Dr. Jennifer Douglas: That’s a really interesting question. It becomes a little bit tricky there because we do have questions when we have the IRB application to say, “Are you telling the participants the true purpose of this study or are you concealing something from them in order to avoid biasing their response, for instance?” It is possible to conduct studies where the participants are not told everything ahead of time because the researchers are trying not to influence the way they react or respond in a given situation. They still have to be told something at the beginning, and otherwise they have to consent to be involved if they’re being brought into a room to do an activity or answering questions or clicking things on a computer screen, whatever it might be. So, they have to be given some general idea, and it has to be clear to the IRB committee that there is not the risk of harm involved by their not being told what’s going to happen.

It doesn’t happen all that often. In our particular case for research we see, but there are some cases. I can think of some psychology research studies or maybe other social science areas where the researcher is asking for participants to come in and giving them just a very general idea of why they’re there, but not wanting to give them too much information.

There’s also kinds of studies that involve observation.
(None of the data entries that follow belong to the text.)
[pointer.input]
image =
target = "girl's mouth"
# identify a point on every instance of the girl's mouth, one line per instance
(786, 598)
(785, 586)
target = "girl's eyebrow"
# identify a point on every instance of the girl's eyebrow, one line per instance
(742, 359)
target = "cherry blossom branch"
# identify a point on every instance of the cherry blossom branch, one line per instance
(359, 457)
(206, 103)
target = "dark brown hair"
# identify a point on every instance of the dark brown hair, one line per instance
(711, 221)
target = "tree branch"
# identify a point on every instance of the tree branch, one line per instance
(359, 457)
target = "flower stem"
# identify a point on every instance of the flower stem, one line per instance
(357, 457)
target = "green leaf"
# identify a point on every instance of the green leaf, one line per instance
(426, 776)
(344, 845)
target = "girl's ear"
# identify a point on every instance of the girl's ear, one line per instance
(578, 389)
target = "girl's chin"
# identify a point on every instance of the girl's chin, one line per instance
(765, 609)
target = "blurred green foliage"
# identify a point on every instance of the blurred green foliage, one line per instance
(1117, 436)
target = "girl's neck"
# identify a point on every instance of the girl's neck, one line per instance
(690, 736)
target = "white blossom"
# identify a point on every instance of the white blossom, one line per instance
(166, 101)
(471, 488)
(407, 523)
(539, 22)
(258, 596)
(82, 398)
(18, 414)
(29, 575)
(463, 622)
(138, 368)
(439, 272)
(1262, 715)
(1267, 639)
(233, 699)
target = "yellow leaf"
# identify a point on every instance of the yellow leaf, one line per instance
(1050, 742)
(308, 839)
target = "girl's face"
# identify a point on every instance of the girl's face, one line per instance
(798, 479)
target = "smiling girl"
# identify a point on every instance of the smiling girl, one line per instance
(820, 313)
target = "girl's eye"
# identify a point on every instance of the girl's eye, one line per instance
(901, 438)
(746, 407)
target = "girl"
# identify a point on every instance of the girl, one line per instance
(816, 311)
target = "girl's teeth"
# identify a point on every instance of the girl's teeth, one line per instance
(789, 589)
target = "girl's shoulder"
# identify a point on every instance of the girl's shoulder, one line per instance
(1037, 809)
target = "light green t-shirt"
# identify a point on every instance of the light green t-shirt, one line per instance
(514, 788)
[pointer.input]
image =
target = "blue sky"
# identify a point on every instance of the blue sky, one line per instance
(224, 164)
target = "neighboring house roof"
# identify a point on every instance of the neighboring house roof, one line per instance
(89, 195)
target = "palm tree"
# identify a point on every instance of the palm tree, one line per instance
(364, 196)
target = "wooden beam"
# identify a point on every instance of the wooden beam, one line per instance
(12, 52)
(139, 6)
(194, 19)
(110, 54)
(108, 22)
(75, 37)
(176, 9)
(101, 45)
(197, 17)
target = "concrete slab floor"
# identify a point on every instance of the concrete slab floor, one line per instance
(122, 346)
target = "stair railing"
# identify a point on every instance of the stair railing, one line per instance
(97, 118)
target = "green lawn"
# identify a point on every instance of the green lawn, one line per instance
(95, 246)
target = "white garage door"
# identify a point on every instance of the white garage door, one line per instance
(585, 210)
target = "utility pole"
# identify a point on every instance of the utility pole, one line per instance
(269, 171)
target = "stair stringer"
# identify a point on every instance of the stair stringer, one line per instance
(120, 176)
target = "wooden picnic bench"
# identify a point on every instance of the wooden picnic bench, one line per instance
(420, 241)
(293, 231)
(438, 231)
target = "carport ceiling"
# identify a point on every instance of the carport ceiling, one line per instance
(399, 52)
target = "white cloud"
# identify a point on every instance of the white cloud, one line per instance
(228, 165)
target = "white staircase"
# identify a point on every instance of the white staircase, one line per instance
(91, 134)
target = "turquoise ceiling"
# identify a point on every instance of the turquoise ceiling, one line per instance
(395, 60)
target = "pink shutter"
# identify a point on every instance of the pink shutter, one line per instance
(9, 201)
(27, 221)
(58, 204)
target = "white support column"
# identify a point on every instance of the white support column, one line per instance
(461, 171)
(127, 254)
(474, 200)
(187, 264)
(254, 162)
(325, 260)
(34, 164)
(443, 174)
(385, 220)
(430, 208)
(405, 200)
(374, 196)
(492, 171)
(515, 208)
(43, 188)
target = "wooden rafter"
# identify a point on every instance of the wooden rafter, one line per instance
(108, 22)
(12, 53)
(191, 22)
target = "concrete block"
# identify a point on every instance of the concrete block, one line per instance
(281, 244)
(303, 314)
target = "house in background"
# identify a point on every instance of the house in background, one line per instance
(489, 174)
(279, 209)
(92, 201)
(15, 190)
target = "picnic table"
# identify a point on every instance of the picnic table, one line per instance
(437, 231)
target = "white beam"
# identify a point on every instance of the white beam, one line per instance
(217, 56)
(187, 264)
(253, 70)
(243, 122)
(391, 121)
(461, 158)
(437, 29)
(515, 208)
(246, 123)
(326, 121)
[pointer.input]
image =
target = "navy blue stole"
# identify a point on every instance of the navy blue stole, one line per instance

They don’t always fall completely under IRB purview if someone is in a public place and maybe just observing what’s happening if they’re not interacting really directly with people there. So, there’s always a lot of nuance. One of the things about the IRB is that no two studies are the same and every study is really unique in how we have to look at it and the questions we might ask.

Linda Ashar: That’s a good explanation. Thank you. When you mentioned The Belmont Report, you mentioned some ethical principles. One was respect for persons and I think we have been discussing that quite a bit with the informed consent and making sure that people understand that they are part of a study and agreeing to it.
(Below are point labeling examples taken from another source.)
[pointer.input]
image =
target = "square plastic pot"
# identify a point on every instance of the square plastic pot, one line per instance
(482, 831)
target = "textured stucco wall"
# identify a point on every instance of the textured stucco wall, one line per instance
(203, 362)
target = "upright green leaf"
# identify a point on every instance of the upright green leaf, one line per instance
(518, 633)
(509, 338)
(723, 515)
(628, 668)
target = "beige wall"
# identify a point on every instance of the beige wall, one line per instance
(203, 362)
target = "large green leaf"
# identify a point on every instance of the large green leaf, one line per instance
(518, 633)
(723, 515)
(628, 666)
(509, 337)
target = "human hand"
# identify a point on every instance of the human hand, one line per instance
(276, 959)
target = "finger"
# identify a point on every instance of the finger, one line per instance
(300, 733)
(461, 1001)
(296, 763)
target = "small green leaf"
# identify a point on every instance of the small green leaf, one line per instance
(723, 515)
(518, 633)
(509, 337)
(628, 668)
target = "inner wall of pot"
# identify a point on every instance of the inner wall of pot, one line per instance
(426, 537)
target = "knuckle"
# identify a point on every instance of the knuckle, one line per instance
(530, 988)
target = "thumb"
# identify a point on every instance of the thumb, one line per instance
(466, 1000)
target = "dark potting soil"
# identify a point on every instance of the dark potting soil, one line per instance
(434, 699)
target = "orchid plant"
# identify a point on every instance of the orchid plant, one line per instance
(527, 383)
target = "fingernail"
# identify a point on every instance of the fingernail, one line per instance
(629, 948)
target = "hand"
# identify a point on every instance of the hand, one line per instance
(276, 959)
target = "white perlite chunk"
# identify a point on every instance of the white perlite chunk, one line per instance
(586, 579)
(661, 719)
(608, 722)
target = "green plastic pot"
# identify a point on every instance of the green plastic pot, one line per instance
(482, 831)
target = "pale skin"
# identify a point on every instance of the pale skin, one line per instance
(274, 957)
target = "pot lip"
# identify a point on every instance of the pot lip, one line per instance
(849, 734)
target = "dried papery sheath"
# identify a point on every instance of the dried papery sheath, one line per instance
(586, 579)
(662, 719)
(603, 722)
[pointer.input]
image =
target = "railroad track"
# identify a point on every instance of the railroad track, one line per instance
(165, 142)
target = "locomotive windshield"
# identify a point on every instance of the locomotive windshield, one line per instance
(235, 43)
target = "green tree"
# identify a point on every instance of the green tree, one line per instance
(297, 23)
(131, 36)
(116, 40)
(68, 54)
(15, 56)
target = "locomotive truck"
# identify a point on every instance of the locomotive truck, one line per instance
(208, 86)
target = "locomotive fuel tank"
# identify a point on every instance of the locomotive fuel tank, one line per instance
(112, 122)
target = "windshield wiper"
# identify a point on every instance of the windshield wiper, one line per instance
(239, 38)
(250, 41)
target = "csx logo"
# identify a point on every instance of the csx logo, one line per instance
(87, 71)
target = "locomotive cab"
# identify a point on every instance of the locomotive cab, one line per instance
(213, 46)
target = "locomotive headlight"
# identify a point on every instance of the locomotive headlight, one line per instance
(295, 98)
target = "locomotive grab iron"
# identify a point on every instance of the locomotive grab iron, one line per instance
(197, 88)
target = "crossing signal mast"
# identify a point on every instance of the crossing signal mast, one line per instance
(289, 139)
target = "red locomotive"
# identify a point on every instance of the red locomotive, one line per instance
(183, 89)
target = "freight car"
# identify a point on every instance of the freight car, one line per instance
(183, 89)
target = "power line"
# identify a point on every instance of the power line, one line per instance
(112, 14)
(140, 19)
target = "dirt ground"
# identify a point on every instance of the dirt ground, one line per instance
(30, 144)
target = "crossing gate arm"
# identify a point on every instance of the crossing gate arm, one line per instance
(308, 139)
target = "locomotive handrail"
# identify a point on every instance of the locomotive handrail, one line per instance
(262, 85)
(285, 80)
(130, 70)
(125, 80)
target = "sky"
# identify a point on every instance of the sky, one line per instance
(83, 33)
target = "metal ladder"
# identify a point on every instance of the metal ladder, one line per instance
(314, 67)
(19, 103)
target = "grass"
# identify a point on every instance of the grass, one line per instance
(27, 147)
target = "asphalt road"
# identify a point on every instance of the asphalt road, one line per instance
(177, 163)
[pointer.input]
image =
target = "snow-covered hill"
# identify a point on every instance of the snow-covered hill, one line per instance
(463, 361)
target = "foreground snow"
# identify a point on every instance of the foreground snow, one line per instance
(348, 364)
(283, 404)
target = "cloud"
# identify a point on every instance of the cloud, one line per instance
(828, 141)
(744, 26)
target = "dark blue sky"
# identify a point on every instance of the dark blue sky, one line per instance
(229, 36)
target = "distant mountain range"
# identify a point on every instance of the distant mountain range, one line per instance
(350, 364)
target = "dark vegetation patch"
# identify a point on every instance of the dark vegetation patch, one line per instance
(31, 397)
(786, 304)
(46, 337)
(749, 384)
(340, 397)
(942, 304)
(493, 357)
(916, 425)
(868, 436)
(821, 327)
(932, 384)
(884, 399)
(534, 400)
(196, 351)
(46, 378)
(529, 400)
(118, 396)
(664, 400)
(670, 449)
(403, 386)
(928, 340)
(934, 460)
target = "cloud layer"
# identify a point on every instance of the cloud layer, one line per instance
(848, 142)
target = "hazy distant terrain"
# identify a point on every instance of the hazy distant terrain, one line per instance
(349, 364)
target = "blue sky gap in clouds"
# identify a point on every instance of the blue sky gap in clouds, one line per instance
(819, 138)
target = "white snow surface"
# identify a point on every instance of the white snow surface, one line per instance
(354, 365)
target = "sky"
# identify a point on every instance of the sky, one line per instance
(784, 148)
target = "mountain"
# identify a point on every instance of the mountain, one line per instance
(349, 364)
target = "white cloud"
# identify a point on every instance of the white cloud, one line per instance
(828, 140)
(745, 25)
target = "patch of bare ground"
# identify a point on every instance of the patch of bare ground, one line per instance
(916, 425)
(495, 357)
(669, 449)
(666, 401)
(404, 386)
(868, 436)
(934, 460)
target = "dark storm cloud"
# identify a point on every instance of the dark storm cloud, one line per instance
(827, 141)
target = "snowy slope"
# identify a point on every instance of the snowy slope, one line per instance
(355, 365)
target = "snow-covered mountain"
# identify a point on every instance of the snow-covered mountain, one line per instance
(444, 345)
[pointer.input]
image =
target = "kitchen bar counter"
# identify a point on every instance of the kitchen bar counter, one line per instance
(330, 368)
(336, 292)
You mentioned and explained there’s a minimal risk of harm to participants. So, I think that covers respect for persons pretty well. What about beneficence? You mentioned that as a cornerstone ethical consideration of The Belmont Report. What does beneficence mean?
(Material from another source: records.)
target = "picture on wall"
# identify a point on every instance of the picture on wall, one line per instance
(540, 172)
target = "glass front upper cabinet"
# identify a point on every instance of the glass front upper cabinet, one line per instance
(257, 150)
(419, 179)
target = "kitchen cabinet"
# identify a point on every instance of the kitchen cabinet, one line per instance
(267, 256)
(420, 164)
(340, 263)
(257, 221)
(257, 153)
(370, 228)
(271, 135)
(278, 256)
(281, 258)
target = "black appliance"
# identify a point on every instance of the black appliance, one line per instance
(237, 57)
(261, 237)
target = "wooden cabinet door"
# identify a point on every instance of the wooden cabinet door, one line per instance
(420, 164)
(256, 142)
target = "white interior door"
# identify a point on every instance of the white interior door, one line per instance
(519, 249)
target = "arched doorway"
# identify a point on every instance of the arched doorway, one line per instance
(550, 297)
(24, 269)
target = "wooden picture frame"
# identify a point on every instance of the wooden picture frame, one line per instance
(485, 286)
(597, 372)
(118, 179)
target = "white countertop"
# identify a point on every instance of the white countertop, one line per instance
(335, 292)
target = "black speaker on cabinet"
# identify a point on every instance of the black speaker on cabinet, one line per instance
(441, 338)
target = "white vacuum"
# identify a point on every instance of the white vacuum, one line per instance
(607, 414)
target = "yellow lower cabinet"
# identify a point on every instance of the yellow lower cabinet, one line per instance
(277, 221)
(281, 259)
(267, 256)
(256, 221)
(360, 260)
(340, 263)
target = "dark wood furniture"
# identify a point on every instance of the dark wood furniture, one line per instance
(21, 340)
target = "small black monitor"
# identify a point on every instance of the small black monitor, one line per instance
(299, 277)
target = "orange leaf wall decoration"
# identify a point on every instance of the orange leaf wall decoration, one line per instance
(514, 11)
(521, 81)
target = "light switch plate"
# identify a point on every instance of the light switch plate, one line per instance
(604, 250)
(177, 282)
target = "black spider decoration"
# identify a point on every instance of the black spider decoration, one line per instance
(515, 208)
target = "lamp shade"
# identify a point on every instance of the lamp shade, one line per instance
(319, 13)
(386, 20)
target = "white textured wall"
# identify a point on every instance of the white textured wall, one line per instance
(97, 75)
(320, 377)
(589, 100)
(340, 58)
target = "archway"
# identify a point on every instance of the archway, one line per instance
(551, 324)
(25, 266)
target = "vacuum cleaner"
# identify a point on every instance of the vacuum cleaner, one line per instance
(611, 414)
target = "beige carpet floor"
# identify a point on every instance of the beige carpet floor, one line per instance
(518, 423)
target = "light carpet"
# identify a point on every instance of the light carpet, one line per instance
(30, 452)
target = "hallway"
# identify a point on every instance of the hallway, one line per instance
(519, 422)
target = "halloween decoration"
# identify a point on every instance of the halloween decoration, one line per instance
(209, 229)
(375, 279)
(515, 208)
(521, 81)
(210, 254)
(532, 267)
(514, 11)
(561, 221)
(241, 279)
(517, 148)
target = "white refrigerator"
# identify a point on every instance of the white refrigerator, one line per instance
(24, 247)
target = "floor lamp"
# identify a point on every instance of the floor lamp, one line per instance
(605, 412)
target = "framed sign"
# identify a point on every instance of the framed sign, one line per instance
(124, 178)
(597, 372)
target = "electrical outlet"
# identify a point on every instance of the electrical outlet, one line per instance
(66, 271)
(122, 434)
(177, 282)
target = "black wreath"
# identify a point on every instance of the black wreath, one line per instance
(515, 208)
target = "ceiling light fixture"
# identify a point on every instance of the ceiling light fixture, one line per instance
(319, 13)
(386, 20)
Dr. Jennifer Douglas: I might broaden the question a little bit and talk about beneficence and justice together a little bit. Those are some of the other two of the three main criteria that are given in The Belmont Report. And part of that has to do with, again, going back to our discussion on providing benefit. The study itself has an intention to provide benefit, but also that those who are involved in it are treated equitably and fairly throughout the study.

One other kind of core principle there that intersects with these ideas is the privacy and confidentiality issues related to research. One of the things that we’re most looking for from the IRB’s perspective is, how are the data being presented or collected in such a way to protect the privacy and confidentiality of the participants?

In some studies, that’s relatively simple to do. For example, if there’s a survey going out and it’s going out maybe on a social media platform, and those who are choosing to take it are truly unknown to the researcher and they’re not providing identifying information, then their privacy is being protected through those means.

Where it gets a little bit trickier is in situations where the participants are known to the researcher. So they might be interviewing a set of people or doing a smaller scale survey where they know the distinct group of people to whom they’re sending the survey. And in those cases, what’s really important is that the participants don’t feel that answering or participating in that activity is going to pose any risk back to them.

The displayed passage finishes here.